In some embodiments, the HA sequences that encode the Influenza Type A/Wisconsin/588/2019 (H1N1) pdm09-like virus HA protein (e.g., SEQ ID NO: 175) . In some embodiments, the HA sequences that encode as at least 90%, at least 91%, at least 92%, at least 93%, at least 94%, at least 95%, at least 96%, at least 97%, at least 98%, at least 99%or 100%identity to a nucleotide sequence selected from the group consisting of SEQ ID NOs: 182, 184-188, and 209-210. In some embodiments, the HA sequences that encode Influenza Type A/Darwin/6/2021 (H3N2) -like virus HA protein (e.g., SEQ ID NO: 177) have at least 90%, at least 91%, at least 92%, at least 93%, at least 94%, at least 95%, at least 96%, at least 97%, at least 98%, or at least 99%identity to a nucleotide sequence selected from the group consisting of SEQ ID NOs: 183, 189-193, and 211-212. In some embodiments, the HA sequences that encode Influenza Type B/Austria/1359417/2021 (B/Victoria lineage) -like virus HA protein (e.g., SEQ ID NO: 179) have at least 90%, at least 91%, at least 92%, at least 93%, at least 94%, at least 95%, at least 96%, at least 97%, at least 98%, or at least 99%identity to a nucleotide sequence selected from the group consisting of SEQ ID NOs: 194-198 and 213-219. In some embodiments, the HA sequences that encode Influenza Type B/Phuket/3073/2013 (B/Yamagata lineage) -like virus HA protein (e.g., SEQ ID NO: 180) have at least 90%, at least 91%, at least 92%, at least 93%, at least 94%, at least 95%, at least 96%, at least 97%, at least 98%, or at least 99%identity to a nucleotide sequence selected from the group consisting of SEQ ID NOs: 199-203 and 220-221. In some embodiments, the four HA sequences have at least 90%, at least 95%, at least 97%, at least 98%, at least 99%, or 100%sequence identity to the nucleotide sequences of SEQ ID NOs: 210, 211, 214, and 221, respectively. In some embodiments, the four circRNAs have at least 90%, at least 95%, at least 97%, at least 98%, at least 99%, or 100%sequence identity to the nucleotide sequences of SEQ ID NOs: 501, 519, 514, and 508, respectively.

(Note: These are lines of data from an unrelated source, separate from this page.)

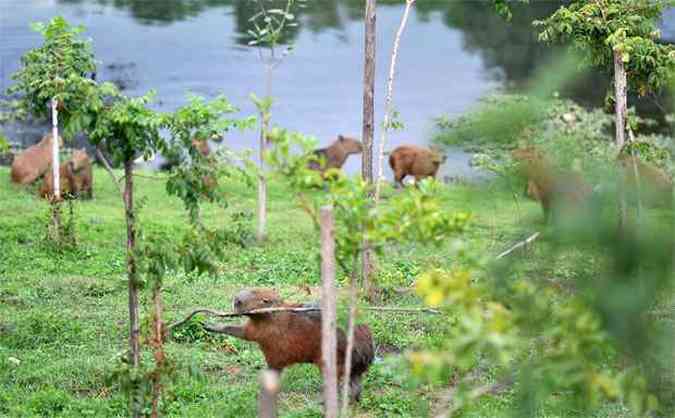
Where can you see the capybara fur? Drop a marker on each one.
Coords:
(75, 178)
(31, 164)
(552, 187)
(411, 160)
(335, 155)
(288, 338)
(655, 185)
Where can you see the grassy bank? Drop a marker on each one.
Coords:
(63, 315)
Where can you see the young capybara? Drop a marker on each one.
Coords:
(32, 163)
(288, 338)
(335, 155)
(552, 188)
(411, 160)
(75, 175)
(656, 186)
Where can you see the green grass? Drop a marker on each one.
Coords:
(63, 315)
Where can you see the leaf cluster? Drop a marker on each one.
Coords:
(599, 28)
(59, 70)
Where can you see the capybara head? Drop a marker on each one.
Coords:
(78, 160)
(248, 300)
(202, 146)
(350, 145)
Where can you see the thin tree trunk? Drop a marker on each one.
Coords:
(158, 346)
(269, 389)
(388, 102)
(262, 180)
(621, 110)
(368, 121)
(328, 313)
(56, 174)
(346, 377)
(134, 325)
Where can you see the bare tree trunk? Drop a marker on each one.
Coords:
(56, 174)
(158, 346)
(262, 180)
(388, 102)
(134, 324)
(368, 120)
(328, 313)
(350, 341)
(56, 164)
(262, 188)
(269, 389)
(621, 110)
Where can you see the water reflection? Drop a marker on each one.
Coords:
(453, 52)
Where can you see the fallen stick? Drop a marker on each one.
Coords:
(520, 244)
(220, 314)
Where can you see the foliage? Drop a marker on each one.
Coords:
(413, 216)
(269, 24)
(570, 135)
(126, 126)
(58, 70)
(599, 342)
(201, 120)
(598, 28)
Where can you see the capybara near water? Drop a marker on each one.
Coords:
(553, 188)
(335, 155)
(411, 160)
(656, 186)
(75, 175)
(288, 338)
(29, 165)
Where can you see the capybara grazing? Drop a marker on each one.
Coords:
(335, 155)
(551, 187)
(29, 165)
(288, 338)
(411, 160)
(656, 186)
(75, 175)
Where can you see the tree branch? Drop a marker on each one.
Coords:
(520, 244)
(108, 168)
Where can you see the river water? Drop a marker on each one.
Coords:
(452, 53)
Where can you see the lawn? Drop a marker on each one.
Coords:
(63, 314)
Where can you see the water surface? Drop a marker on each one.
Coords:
(452, 53)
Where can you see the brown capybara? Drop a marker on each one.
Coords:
(551, 187)
(411, 160)
(335, 155)
(75, 178)
(288, 338)
(655, 185)
(31, 164)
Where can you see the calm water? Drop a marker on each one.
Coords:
(452, 53)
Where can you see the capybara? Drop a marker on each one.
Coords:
(288, 338)
(553, 188)
(29, 165)
(656, 186)
(75, 175)
(335, 155)
(411, 160)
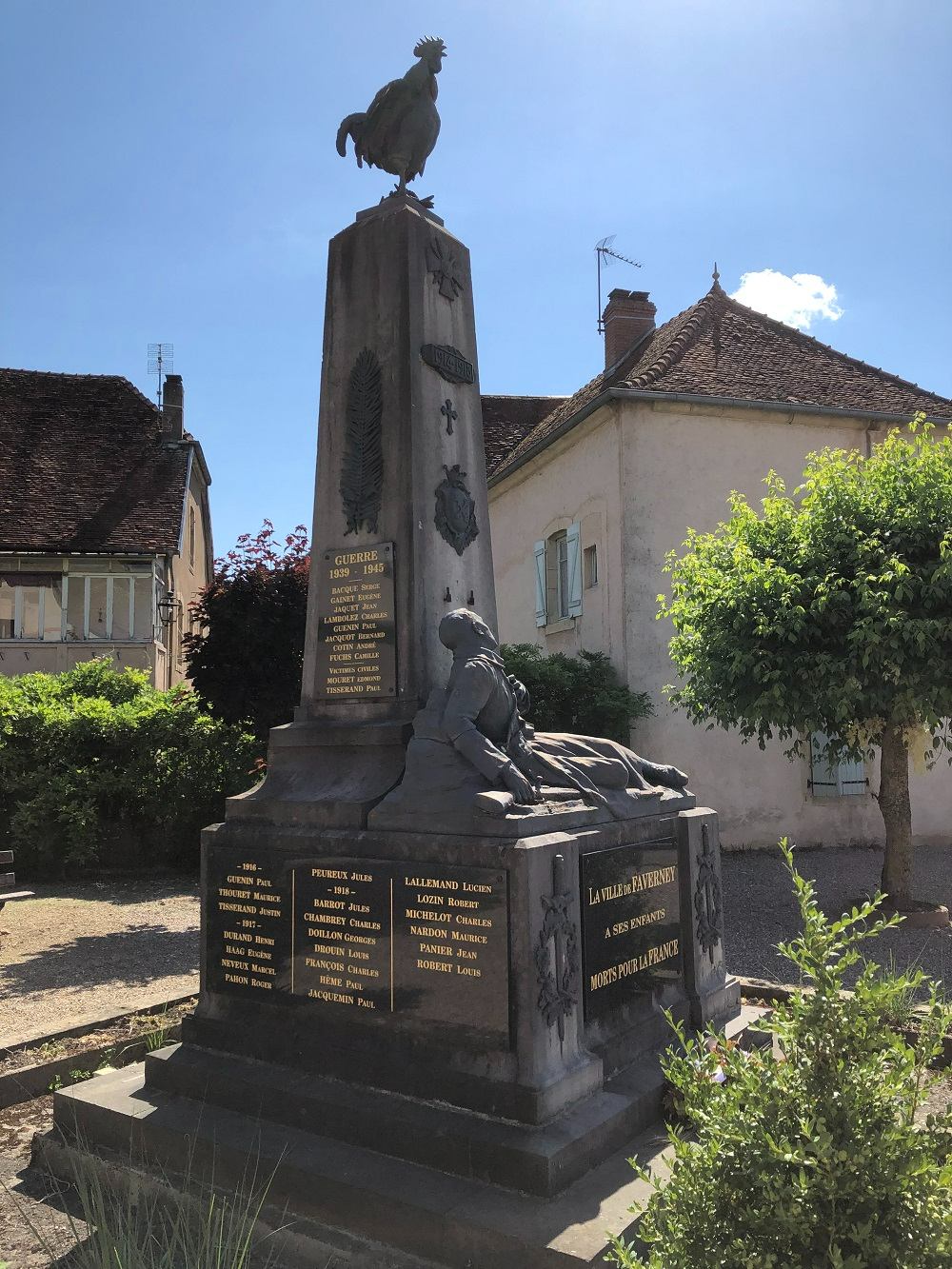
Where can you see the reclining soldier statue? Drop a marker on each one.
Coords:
(480, 715)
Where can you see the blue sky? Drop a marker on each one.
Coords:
(170, 174)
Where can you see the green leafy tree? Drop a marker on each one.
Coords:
(247, 654)
(829, 612)
(99, 768)
(575, 693)
(811, 1155)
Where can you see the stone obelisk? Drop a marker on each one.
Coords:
(400, 525)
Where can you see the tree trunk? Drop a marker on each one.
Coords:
(898, 818)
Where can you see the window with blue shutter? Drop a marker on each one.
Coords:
(573, 536)
(541, 599)
(844, 778)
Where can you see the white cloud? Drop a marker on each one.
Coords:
(794, 300)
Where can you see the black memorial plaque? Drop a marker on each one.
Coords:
(451, 947)
(356, 625)
(248, 922)
(630, 924)
(365, 938)
(341, 937)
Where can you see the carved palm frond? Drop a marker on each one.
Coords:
(362, 465)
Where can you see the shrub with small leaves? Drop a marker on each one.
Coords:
(810, 1155)
(99, 768)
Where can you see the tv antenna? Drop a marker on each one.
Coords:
(160, 362)
(605, 255)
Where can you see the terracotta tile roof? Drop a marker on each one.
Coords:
(83, 466)
(506, 419)
(724, 349)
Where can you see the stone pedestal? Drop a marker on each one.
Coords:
(442, 1043)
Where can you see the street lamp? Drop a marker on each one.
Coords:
(169, 608)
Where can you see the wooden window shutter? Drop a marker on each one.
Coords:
(541, 605)
(852, 778)
(823, 777)
(574, 540)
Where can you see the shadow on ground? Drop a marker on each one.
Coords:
(129, 959)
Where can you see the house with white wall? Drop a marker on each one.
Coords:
(589, 494)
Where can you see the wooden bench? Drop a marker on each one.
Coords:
(8, 880)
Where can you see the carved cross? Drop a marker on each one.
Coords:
(707, 896)
(558, 961)
(447, 408)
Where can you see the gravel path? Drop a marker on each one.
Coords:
(75, 953)
(761, 909)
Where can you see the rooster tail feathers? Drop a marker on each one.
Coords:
(347, 129)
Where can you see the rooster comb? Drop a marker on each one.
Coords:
(429, 45)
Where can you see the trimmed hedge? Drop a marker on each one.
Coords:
(99, 769)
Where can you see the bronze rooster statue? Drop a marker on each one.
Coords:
(400, 127)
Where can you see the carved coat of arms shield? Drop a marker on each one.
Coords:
(456, 510)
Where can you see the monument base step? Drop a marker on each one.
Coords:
(535, 1159)
(345, 1196)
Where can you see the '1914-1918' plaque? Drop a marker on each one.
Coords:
(365, 938)
(630, 924)
(356, 627)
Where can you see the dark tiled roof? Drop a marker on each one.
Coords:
(724, 349)
(83, 466)
(506, 419)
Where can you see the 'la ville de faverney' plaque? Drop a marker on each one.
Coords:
(630, 924)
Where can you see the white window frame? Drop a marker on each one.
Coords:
(559, 576)
(86, 579)
(847, 778)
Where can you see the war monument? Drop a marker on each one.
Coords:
(436, 944)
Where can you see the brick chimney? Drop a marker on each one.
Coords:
(627, 317)
(173, 407)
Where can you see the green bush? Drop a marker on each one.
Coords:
(575, 693)
(810, 1157)
(99, 768)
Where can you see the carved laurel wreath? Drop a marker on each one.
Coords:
(362, 466)
(708, 903)
(559, 993)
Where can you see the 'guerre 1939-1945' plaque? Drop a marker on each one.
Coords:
(356, 627)
(630, 924)
(364, 938)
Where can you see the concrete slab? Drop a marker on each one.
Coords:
(449, 1221)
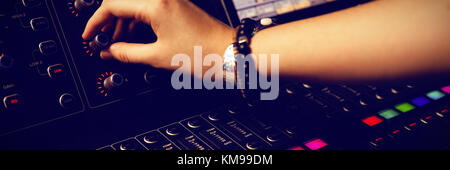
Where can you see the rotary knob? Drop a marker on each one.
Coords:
(114, 81)
(83, 4)
(6, 62)
(100, 41)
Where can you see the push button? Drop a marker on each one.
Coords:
(31, 3)
(67, 101)
(56, 71)
(48, 47)
(12, 102)
(39, 24)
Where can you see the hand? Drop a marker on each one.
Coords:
(178, 24)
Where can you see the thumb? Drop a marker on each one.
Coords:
(129, 52)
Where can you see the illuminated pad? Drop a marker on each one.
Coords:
(420, 101)
(315, 144)
(296, 148)
(435, 95)
(372, 121)
(446, 89)
(389, 114)
(405, 107)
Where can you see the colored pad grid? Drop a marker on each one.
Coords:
(372, 120)
(405, 107)
(420, 101)
(389, 114)
(315, 144)
(446, 89)
(435, 95)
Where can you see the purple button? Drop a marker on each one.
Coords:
(446, 89)
(420, 101)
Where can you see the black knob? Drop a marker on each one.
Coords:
(6, 62)
(113, 81)
(83, 4)
(100, 41)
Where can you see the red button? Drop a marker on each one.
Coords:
(296, 148)
(316, 144)
(372, 121)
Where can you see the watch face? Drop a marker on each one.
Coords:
(257, 9)
(282, 11)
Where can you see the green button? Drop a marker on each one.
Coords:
(405, 107)
(389, 114)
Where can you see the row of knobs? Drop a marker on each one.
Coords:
(99, 42)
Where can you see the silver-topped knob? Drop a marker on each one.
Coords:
(113, 81)
(100, 41)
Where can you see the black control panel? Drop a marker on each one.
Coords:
(104, 82)
(56, 93)
(312, 116)
(35, 71)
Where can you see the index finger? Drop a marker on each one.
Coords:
(136, 9)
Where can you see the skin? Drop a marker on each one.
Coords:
(376, 40)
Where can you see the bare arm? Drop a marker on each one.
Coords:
(381, 39)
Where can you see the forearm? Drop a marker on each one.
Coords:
(382, 39)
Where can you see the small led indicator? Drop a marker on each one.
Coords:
(389, 114)
(435, 95)
(420, 101)
(405, 107)
(372, 121)
(316, 144)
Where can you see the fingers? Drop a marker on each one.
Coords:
(129, 52)
(121, 29)
(110, 9)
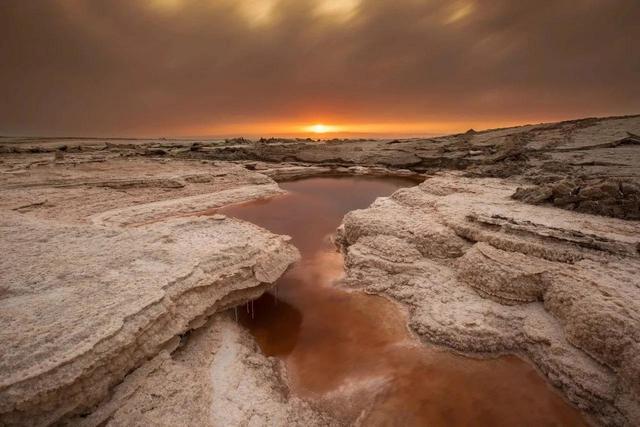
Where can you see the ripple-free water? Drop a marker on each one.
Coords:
(351, 352)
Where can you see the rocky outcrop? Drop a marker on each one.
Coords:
(85, 305)
(481, 272)
(217, 378)
(617, 198)
(595, 153)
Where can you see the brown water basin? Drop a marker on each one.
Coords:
(352, 353)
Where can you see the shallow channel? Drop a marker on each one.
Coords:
(352, 353)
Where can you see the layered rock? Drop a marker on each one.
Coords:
(481, 272)
(83, 306)
(218, 378)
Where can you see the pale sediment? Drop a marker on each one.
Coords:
(83, 306)
(102, 272)
(85, 300)
(480, 272)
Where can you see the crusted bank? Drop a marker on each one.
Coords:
(481, 272)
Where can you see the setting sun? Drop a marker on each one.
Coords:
(320, 128)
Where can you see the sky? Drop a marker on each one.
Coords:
(303, 67)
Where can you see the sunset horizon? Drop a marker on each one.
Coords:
(320, 213)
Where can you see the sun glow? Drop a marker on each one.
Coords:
(321, 128)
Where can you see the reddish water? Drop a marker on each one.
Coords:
(352, 353)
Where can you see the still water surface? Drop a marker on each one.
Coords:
(352, 352)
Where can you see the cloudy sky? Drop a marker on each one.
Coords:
(277, 67)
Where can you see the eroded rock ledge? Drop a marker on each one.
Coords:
(104, 267)
(481, 272)
(83, 306)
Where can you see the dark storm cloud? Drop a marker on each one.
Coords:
(163, 66)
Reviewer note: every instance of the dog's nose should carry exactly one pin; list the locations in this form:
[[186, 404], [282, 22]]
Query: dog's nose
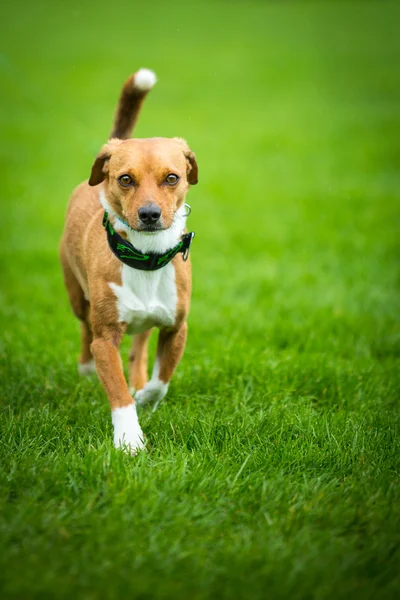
[[149, 214]]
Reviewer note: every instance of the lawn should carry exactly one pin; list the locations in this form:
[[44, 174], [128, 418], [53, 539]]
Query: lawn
[[272, 468]]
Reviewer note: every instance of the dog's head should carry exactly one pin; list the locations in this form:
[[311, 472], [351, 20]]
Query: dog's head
[[145, 180]]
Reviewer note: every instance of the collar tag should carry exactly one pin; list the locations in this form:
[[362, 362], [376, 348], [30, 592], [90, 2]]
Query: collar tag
[[187, 241]]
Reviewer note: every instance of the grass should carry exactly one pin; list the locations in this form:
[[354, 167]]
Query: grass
[[273, 467]]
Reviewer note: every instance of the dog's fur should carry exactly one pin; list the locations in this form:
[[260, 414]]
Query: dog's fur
[[109, 297]]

In some embodiments, the four influenza viruses are Influenza Type A/Wisconsin/67/2022 (H1N1) , Influenza Type A/Darwin/6/2021 (H3N2) , Influenza Type B/Austria/1359417/2021 (B/Victoria lineage) , and Influenza Type B/Phuket/3073/2013 (B/Yamagata lineage) . In some embodiments, the four HA antigens are Influenza Type A/Wisconsin/67/2022 (H1N1) pdm09-like virus HA protein (e.g., SEQ ID NO: 235) , Influenza Type A/Darwin/6/2021 (H3N2) -like virus HA protein (e.g., SEQ ID NO: 177) , Influenza Type B/Austria/1359417/2021 (B/Victoria lineage) -like virus HA protein (e.g., SEQ ID NO: 179) , and Influenza Type B/Phuket/3073/2013 (B/Yamagata lineage) -like virus HA protein (e.g., SEQ ID NO: 180) . In some embodiments, the four HA antigens have amino acid sequences that have at least 90%, at least 95%, at least 97%, at least 98%, at least 99%, or 100%sequence identity to the amino acid sequence of SEQ ID NOs: 235, 177, 179, and 180, respectively.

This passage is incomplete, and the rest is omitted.